Technically the dryers are composed of several elements, including:

• A drying tunnel with a platform on which the raw material is deposited and a thermal plastic cover mounted on reed arches to achieve a low-height dome shape. The structure is constructed with cane in order to take advantage of the insulating properties of this material.
• A convection chamber, a cube-shaped structure with a raised platform and a black surface covered with transparent glass or polycarbonate, has the function of heating air in a proportion equal to the air volume of the drying tunnel to accelerate the heating process evenly.
• A ventilation system, composed of efficient fans and a thermostat that controls the temperature for the activation of the fans.
• A power supply with a photovoltaic panel and a 12 volt battery charged to have electricity permanently.
• Additionally a circulation system can be installed, with a storage tank and a pump to recirculate hot water through the drying platform. The system is closed and takes advantage of the convection chamber.

The drying chamber is tunnel type and is adapted so that the hot air coming from the convection chamber circulates continuously and efficiently, thus reducing the moisture of the raw material.

The drying tunnel acts as a device that accumulates heat by increasing the ambient temperature by about 10 to 15ºC, resulting in a 10-22% reduction of the original relative humidity. The heat conversion efficiency is optimal and ranges from 50 to 75 %. 

Case 2: Prototype hybrid system for cassava drying

The drying technique used for the dehydration of fruits, grains, vegetables, meat and fish has been used for hundreds of years in a poorly technified way, and the best known method is open solar drying or natural solar dryer. 

This drying has limitations such as lack of control over the drying process, which can cause excessive drying, loss of germination grains and nutritional changes; lack of uniformity of drying, contamination by fungi, bacteria, rodents, birds or insects, weather conditions and because the speed of drying is slow and the products cannot be dried overnight must be collected and redistributed, causing loss of quality and price of the product 

This project proposes a hybrid system of heating air by biomass combustion and solar radiation, for the drying of cassava. This increases the speed of drying by the use of complementary thermal sources and continuity also through the use of paraffin (phase change material) as thermal energy storage.

The prototype was built in the city of Montería (Colombia) combining a solar collector with paraffin and a rice husk biomass burner, to take advantage of the waste from the rice industry. Rice husk obviously has environmental advantages over other fuels, particularly in reducing sulphur and particulate emissions, and a neutral CO2 cycle, without contributing to the greenhouse effect.

• The solar collector was designed to heat air to dry 5 kg of cassava, with 33 cl aluminum cans filled with white paraffin, in order to increase the efficiency of the collectors.
• The biomass burner had a heat exchanger with an exchange area to keep the drying temperature at 70°C.
• A data acquisition system captures temperatures in the collectors and the dryer, as well as humidity relative to the dryer’s inlet and outlet. 

With a drying temperature of 70 °, a yucca with initial humidity of 62% approx. During the first 5 hours, the drying speed was constant and decreased to 15 hrs. where the surface film of the liquid has completely evaporated.

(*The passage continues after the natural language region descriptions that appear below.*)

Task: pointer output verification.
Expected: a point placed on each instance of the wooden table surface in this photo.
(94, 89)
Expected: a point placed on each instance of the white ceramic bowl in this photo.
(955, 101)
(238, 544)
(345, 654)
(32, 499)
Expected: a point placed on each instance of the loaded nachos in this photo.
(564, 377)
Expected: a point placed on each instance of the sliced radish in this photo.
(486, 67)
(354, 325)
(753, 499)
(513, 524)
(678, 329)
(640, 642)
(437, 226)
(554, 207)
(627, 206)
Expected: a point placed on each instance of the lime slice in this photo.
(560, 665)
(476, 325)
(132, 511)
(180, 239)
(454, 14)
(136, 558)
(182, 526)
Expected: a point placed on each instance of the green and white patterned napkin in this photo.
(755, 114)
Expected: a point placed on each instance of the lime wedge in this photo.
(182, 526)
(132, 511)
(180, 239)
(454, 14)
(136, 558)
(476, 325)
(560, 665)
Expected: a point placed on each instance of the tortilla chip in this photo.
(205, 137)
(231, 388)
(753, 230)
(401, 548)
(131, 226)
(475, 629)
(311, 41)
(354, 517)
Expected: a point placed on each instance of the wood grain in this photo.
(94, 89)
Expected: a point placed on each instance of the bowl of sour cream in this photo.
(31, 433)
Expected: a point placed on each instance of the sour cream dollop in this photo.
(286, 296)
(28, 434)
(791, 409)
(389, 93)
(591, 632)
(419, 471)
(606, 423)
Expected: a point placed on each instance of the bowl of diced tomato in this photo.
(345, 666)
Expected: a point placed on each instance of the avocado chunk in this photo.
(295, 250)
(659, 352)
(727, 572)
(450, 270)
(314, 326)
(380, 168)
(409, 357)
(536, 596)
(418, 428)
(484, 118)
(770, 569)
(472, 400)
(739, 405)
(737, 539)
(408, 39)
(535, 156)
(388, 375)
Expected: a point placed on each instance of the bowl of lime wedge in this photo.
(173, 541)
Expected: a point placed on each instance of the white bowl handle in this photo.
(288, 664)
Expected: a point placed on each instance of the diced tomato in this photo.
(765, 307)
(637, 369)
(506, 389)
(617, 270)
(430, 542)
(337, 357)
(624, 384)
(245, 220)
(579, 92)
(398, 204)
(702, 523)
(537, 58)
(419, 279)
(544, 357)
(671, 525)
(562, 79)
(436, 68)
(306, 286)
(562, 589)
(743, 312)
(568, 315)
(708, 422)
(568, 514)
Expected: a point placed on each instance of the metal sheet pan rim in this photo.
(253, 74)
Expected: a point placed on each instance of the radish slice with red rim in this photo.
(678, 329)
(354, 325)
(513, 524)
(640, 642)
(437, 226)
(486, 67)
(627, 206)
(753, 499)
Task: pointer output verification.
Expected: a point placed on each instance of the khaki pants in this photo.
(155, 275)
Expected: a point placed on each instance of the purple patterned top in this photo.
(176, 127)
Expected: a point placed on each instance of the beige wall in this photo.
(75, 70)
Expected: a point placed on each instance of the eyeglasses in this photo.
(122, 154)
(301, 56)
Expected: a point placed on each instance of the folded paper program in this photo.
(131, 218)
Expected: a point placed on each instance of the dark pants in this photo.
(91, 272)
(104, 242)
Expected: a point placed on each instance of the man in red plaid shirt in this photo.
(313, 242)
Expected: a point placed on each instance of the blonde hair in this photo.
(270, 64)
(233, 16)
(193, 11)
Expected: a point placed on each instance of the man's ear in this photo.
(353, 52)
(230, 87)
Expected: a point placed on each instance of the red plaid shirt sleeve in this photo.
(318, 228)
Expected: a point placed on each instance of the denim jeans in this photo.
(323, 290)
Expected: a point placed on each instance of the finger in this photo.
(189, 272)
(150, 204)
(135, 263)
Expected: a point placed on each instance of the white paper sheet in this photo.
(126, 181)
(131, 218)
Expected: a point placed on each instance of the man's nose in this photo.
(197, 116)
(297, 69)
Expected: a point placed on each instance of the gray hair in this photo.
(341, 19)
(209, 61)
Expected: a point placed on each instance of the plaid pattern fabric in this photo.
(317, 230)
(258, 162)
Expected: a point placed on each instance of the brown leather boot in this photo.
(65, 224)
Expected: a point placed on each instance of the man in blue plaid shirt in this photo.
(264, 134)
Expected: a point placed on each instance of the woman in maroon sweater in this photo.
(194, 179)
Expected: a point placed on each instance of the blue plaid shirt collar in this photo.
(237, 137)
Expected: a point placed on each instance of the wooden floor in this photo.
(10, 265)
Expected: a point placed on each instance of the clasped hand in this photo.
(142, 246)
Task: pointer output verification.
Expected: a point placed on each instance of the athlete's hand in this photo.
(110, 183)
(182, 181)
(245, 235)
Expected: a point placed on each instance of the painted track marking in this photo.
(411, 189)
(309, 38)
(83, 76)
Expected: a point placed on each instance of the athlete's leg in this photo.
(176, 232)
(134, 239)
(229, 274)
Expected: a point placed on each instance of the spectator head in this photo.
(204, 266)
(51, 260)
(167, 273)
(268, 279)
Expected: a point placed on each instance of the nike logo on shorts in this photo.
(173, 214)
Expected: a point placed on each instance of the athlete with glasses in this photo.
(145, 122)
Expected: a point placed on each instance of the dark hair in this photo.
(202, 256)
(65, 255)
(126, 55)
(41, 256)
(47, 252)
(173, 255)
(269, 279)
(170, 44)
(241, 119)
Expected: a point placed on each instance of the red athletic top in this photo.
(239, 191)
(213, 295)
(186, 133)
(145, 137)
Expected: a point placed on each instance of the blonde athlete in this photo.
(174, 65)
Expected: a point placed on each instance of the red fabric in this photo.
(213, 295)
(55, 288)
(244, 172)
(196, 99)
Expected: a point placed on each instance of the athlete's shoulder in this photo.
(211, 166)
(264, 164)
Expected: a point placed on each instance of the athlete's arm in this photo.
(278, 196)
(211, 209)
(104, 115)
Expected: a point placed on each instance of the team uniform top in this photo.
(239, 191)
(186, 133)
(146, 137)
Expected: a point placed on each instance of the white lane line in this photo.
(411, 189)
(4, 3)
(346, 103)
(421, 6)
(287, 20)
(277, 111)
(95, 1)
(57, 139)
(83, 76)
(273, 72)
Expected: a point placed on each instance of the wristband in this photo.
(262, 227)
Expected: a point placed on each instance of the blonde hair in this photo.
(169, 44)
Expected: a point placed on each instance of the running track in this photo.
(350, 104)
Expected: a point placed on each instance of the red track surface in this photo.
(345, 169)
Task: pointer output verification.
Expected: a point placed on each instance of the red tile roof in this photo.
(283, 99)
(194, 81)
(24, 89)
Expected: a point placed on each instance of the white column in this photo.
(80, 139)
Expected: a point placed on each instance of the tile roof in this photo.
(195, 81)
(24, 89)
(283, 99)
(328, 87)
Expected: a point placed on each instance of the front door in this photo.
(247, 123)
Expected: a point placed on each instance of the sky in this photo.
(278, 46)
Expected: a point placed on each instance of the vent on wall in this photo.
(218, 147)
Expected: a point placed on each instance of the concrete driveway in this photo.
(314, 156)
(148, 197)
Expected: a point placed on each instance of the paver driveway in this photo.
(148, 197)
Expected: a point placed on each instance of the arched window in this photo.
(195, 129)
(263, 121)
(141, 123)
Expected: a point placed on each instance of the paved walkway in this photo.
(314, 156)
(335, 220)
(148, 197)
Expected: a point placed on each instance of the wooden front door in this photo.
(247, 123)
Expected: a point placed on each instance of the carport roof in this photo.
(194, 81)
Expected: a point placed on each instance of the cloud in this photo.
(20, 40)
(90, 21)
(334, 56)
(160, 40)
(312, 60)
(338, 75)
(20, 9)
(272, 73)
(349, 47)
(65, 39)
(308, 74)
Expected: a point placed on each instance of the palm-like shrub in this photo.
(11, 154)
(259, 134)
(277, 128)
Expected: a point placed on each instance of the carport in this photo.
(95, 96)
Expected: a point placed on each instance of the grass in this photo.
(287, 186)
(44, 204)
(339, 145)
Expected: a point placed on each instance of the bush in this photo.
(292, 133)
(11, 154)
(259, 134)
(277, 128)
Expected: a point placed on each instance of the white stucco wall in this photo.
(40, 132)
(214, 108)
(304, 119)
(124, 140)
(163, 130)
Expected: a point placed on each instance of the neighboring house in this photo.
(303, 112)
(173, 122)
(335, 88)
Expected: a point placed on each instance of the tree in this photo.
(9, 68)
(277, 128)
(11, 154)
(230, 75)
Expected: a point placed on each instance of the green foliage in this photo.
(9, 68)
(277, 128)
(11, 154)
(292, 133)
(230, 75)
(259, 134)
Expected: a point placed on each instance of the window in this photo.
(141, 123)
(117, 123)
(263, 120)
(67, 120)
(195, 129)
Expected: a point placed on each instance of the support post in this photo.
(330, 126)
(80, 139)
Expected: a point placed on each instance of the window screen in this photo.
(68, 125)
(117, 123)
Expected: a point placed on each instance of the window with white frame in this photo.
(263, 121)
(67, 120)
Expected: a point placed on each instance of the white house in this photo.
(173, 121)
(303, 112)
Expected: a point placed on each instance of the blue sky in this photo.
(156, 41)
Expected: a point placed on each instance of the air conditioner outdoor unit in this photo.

The construction of the hybrid system used a centrifugal fan of 0.5 Kw that provides drying air with the engine to meet a maximum air flow in the system of 3200 m3/h. The fan was attached to the collectors through a PVC pipe.

Each collector was built with a box of oak painted black with a thickness of 2 cm and area of just over 1 m2, an aluminum absorbing plate of 0.7 mm thick black color (to absorb the most solar radiation) and a transparent glass cover 77x137.1 mm and 4 mm thick. 

Inside each of the solar collectors are located 33 cl aluminum cans filled with white paraffin.